Member of the National Assembly of Serbia
- Incumbent
- Assumed office 2020

Personal details
- Born: 9 August 1978 (age 47) Split, Yugoslavia
- Party: Serbian Progressive Party

= Nataša Ivanović =

Serbian politician

Nataša Ivanović (Наташа Ивановић; born 9 August 1978) is a politician in Serbia. She has served in the National Assembly of Serbia since 2020 as a member of the Serbian Progressive Party.

==Early life and private career==
Ivanović was born in Split, in what was then the Socialist Republic of Croatia in the Socialist Federal Republic of Yugoslavia. She was raised in Petrovac na Mlavi in Serbia and graduated from the Belgrade Higher School for teacher education, with further studies in Jagodina and Bujanovac. She has been an educator at "Galeb" Petrovac na Mlavi since 2003 and became director of the institution in 2016.

==Politician==
===Municipal politics===
Ivanović served in the Petrovac na Mlavi municipal assembly following the 2012 Serbian local elections as a Progressive Party member. She was given the sixth position on the party's list in the 2016 local elections and was re-elected when the list won twenty-five out of fifty mandates.

For the 2020 local elections, she received the fifth position on the Progressive Party's list and was elected to a third term when the list won a clear majority with thirty-five mandates.

===Parliamentarian===
Ivanović appeared on the Progressive Party's electoral lists in the national assembly elections of 2014 and 2016, respectively in the 210th and 208th positions (out of 250). These numbers were too low for election to be a realistic possibility on either occasion, and indeed she was not elected despite the lists winning majority victories each time.

She was promoted to the 111th position on the Progressive Party's Aleksandar Vučić — For Our Children list in the 2020 parliamentary election and was elected when the list won a landslide majority with 188 mandates.

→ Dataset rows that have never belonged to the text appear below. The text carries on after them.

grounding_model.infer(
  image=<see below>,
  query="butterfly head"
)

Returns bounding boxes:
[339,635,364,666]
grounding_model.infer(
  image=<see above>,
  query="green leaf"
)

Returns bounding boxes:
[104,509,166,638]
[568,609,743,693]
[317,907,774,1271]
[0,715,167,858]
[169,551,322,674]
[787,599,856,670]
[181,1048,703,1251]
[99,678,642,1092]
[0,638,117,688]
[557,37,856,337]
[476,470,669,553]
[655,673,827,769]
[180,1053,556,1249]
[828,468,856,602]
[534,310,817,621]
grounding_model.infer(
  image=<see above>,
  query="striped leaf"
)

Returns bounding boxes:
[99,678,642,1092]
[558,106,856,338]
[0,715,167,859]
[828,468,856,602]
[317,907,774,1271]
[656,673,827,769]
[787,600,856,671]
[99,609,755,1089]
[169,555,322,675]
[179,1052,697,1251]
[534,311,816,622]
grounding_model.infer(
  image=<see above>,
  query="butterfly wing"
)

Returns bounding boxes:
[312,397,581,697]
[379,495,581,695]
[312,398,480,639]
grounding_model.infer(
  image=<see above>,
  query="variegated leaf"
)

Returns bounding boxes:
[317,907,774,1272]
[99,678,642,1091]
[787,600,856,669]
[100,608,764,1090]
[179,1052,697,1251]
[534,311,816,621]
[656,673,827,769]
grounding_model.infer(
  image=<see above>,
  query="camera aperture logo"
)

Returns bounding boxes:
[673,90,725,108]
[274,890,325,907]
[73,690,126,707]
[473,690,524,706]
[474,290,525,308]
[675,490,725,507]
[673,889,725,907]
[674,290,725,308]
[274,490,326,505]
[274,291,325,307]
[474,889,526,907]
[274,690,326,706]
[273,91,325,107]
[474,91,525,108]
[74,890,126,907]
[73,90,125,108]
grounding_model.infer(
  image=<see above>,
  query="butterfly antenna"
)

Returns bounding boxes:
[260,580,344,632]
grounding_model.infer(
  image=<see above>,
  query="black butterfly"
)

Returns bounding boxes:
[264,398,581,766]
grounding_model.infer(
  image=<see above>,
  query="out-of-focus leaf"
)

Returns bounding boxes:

Ivanović is now a member of the assembly's health and family committee and the committee on the rights of the child, a deputy member of the environmental protection committee, the head of Serbia's parliamentary friendship group with Palau, and a member of the parliamentary friendship groups with Australia, Austria, Belgium, Brazil, Canada, China, Croatia, Egypt, France, Germany, Greece, Hungary, India, Italy, Japan, Mexico, Morocco, the Netherlands, Norway, Russia, Slovenia, Spain, Sweden, Switzerland, Tunisia, Turkey, the United Kingdom, the United States of America, and Venezuela.